The present invention relates to a technique of applying a femto slider to a magnetic disk drive with a magnetic disk mounted thereon, the magnetic disk including a track of a low linear velocity due to a low rotational velocity or a small radius up to an innermost radius track.
A slider used in a magnetic disk drive shows a continuous downsizing tendency because of a great advantage resulting from the reduction of size. As to an external size of the slider, a standard is defined by IDEMA (International Disk Drive Equipment and Materials Association). According to the standard, the size of a “mini slider” of 4.06 mm×3.2 mm×0.86 mm is designated 100% size and is used as a reference value; likewise, in order of size, there are defined “micro slider” (70%), “nano slider” (50%), “pico slider” (30%), and “femto slider” (20%).
The femto slider is the smallest in size among the sliders available at present. Its external size is 0.85 mm×0.7 mm×0.23 mm. Reducing the external size of a slider is advantageous in point of cost because the number of sliders capable of being taken out from a single wafer increases, and it is also suitable for the reduction in size of a magnetic disk drive. In a magnetic disk drive of a load/unload type, a slider sometimes strikes against the surface of a magnetic disk at the time of loading thereof from a ramp. Therefore, in a magnetic disk drive of a load/unload type, in order to ensure safety of recorded data, a non-recording area is usually provided outside an outermost radius track on a magnetic disk. Since the femto slider is small-sized, it is advantageous in that the width of the non-recording area can be decreased and the recording capacity of the magnetic disk can be increased thereby. In this case, a magnetic disk having a smaller diameter is more advantageous.
Since the longitudinal size of the femto slider is about 70% of that of the pico slider, there accrues an advantage such that the flying height compliance performance for disk curvature formed in the track circumference direction on a rotating magnetic disk surface is superior and a flying height of the slider becomes stable. When the femto slider and the pico slider are allowed to fly over the same disk and their amounts of change in flying height are compared with each other, the amount of change in flying height of the femto slider based on an ideal flying height over a magnetic disk, i.e., flying sensitivity, is about half of that of the pico slider.
In the case of the femto slider, the area of an air bearing surface (ABS) formed on its side opposed to the magnetic disk is about half of that of the pico slider. The femto slider has heretofore been used in a 2.5-inch type magnetic disk drive having a nominal magnetic disk diameter of 2.5 inches (1 inch=25.4 mm), but the application thereof to a smaller-size magnetic disk drive such as one having a nominal magnetic disk diameter of 1 inch or less is also very advantageous because of such advantages as the reduction in width of the non-recording area and in size.

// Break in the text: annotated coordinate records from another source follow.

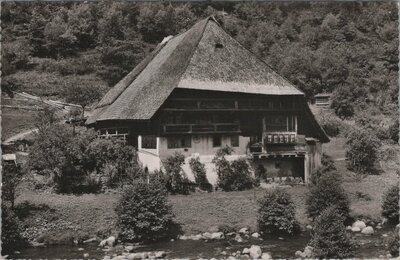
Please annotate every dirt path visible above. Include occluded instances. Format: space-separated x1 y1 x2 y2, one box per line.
3 128 38 145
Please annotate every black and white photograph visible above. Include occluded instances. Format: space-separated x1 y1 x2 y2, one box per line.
0 0 400 260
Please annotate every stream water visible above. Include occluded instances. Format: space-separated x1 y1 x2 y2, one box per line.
9 227 393 259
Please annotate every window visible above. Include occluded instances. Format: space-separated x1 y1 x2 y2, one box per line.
168 136 192 149
231 135 239 147
142 135 157 149
213 135 221 147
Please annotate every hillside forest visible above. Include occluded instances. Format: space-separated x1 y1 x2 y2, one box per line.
1 1 399 122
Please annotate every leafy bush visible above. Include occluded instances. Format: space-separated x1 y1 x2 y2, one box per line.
1 205 26 255
388 228 400 257
163 152 194 194
254 164 267 180
116 181 176 242
310 153 340 184
189 157 212 191
212 146 254 191
382 185 399 223
257 189 297 235
306 174 350 219
310 206 354 259
346 129 379 174
1 162 24 209
389 118 399 143
85 139 144 187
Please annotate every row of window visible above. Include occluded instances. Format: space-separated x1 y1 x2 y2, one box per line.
142 135 239 149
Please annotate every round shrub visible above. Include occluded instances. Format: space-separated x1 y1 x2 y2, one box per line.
310 206 354 259
306 173 350 219
116 181 176 242
257 189 298 235
189 157 212 191
382 185 399 224
163 152 194 195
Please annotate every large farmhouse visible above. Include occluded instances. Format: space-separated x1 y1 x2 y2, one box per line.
87 17 329 184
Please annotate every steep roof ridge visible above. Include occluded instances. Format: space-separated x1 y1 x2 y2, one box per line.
96 36 175 108
214 19 305 95
144 15 214 116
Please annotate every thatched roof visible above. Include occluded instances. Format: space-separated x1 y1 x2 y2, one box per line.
87 17 304 124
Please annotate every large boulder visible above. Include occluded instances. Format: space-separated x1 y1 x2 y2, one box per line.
249 245 262 259
211 232 224 239
352 220 367 230
235 234 243 243
242 247 250 255
239 228 250 235
106 236 117 247
361 226 374 235
351 227 361 232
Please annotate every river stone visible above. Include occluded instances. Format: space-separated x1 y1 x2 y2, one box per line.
208 226 219 233
294 250 304 257
303 246 314 258
179 235 189 240
202 232 211 239
124 246 135 253
235 234 243 243
83 237 97 244
99 239 107 247
191 234 202 240
352 220 367 230
211 232 224 239
351 227 361 232
106 236 116 247
261 253 272 260
239 228 249 234
361 226 374 235
249 245 262 259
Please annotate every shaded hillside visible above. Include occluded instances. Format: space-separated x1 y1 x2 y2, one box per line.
2 1 398 118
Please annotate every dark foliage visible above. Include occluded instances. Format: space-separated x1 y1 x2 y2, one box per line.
1 162 24 209
84 139 144 187
382 185 400 224
389 118 400 143
346 129 380 174
306 173 350 219
1 1 398 123
1 203 26 255
310 206 354 259
189 157 212 191
212 146 254 191
388 228 400 257
116 181 177 242
163 153 194 195
257 189 298 235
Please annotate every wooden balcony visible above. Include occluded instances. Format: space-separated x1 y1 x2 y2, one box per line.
162 123 240 134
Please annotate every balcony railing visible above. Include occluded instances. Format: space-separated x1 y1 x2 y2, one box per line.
263 132 297 145
162 123 240 134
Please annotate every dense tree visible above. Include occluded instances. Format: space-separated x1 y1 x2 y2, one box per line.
65 85 101 117
1 1 399 120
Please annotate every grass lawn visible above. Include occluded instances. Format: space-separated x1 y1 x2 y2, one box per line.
17 139 397 242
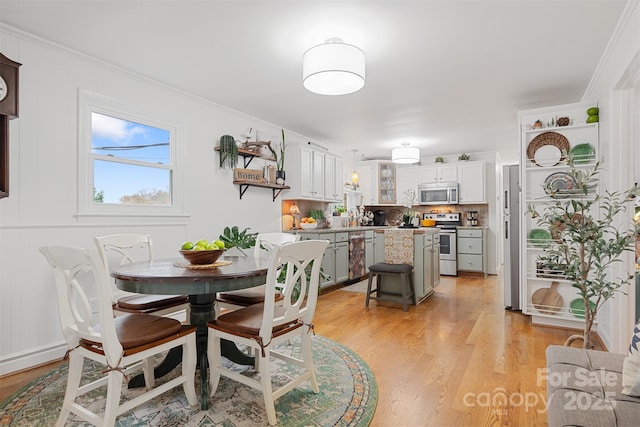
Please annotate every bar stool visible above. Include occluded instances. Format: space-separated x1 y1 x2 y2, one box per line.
365 230 416 311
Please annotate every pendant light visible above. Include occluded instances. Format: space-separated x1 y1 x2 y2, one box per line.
391 142 420 164
302 38 365 95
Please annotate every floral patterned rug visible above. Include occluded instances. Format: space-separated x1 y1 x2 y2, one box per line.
0 335 378 427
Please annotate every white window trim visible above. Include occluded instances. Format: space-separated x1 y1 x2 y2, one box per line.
76 89 185 219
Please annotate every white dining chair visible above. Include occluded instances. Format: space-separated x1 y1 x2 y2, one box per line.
40 246 198 426
93 234 189 323
207 240 329 425
215 233 300 317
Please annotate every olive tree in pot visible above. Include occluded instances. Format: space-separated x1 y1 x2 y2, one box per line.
528 156 640 348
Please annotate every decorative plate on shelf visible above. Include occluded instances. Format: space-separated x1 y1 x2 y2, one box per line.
527 132 571 167
529 228 551 248
569 298 596 319
570 144 595 163
543 172 579 197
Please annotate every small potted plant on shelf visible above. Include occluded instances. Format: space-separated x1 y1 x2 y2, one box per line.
527 156 640 348
267 129 287 185
220 135 238 169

In a small-sized magnetic disk drive having a small diameter of a spindle bearing and a small radius up to an innermost radius track, there sometimes occurs a case where, unless the rotational speed is increased, there is not obtained a sufficiently high flow velocity of an air current for forming an air bearing in the innermost radius track disposed on the innermost side. A solution to this problem is known wherein the rotational speed of a spindle motor is increased to increase the linear velocity of the innermost radius track. But this method is restricted by such problems as an increase in power consumption and the need of a high voltage for driving the spindle motor. Thus, for adopting the femto slider in a small-sized magnetic disk drive, it is necessary to solve various problems caused by a decrease in the ABS area of the slider and a decrease in the flow velocity of the air current.
In US 2003-0218832 describes an example in which a femto slider is applied to a 2.5-inch type magnetic disk drive and a suspension load is set at 29.4 mN (see paragraph [0096] and FIG. 8). On page 53 of Structure and Application of Hard Disk Drive, CQ Publishing Co., Ltd., published Jul. 1, 2003, there is a description to the effect that a femto slider is used at a spring load of 1 to 2 gf (9.8 mN to 19.6 mN).